Par ailleurs, le progrès technique permet aux couches les moins aisées de la société d’accéder à une
forme de luxe. Celle de la copie de l’objet de luxe « cet hommage que le signe rend au symbole »
(p. 126). L’industrialisation devient l’ère du faux, de la production en série, de l’alchimie à rebours qui
produit « formes et matériaux ne valant plus pour eux-mêmes, pour leurs propriétés réelles, mais bien
pour leur capacité de suggérer, d’évoquer le luxe, de le représenter, d’arborer sinon ses qualités, du
moins ses signes » (p.127). Mais bien vite des hommes tels que le Comte de Laborde en France et
Henry Cole s’inquiètent des conséquences de l’industrialisation en marche et tentent de conjuguer le
beau et l’utile. Ce sera le but des expositions universelles internationales dont la première à Londres
en 1851devra beaucoup à l’impulsion de Cole.

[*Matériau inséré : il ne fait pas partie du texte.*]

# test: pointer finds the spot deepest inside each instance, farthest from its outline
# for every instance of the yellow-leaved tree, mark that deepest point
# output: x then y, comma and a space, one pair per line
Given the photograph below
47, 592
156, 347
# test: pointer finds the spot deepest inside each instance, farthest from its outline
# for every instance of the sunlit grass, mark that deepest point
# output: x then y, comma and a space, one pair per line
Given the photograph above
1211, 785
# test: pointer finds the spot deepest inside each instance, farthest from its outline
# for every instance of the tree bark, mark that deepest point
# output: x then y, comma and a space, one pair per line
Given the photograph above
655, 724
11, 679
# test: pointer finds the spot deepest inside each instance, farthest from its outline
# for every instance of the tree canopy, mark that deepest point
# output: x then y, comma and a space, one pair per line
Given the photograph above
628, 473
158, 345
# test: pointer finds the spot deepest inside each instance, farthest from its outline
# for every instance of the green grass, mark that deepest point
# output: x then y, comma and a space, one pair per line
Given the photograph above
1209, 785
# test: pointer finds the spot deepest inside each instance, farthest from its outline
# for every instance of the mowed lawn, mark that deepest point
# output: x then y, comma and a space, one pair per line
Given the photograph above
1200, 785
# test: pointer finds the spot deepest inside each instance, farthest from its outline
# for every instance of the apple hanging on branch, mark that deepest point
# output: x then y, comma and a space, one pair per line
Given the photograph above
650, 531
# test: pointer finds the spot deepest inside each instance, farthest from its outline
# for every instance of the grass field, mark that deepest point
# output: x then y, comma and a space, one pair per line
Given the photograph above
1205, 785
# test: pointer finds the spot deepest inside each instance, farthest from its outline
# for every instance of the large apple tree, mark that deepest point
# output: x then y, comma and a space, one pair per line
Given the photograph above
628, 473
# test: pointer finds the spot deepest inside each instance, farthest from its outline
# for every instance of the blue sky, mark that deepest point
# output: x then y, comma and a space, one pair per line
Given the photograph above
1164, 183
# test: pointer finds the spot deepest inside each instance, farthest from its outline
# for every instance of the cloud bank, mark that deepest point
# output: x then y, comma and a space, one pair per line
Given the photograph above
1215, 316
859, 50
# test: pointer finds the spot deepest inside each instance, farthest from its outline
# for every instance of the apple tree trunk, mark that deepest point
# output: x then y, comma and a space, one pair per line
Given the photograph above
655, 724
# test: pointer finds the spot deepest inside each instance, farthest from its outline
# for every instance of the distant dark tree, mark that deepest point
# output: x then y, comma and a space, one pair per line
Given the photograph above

Temples de l’industrie qui montre ses merveilles et ses
prouesses, ces expositions préfigurent les grands magasins où se vendent autant de rêves que de
marchandises.
Cependant l’alliance entre l’art et l’industrie ne se produit pas et le luxe vulgarisé reste un luxe vulgaire
que ses contempteurs, Flaubert, Huysmans, Ingres vilipendent tandis que Morris et Ruskin, esthètes
nostalgiques, en appellent au renouveau de l’artisanat.
Mais ce siècle s’avère impuissant à créer, et toutes les œuvres seront des pastiches historicistes,
sans qu’aucune forme nouvelle d’art n'émerge.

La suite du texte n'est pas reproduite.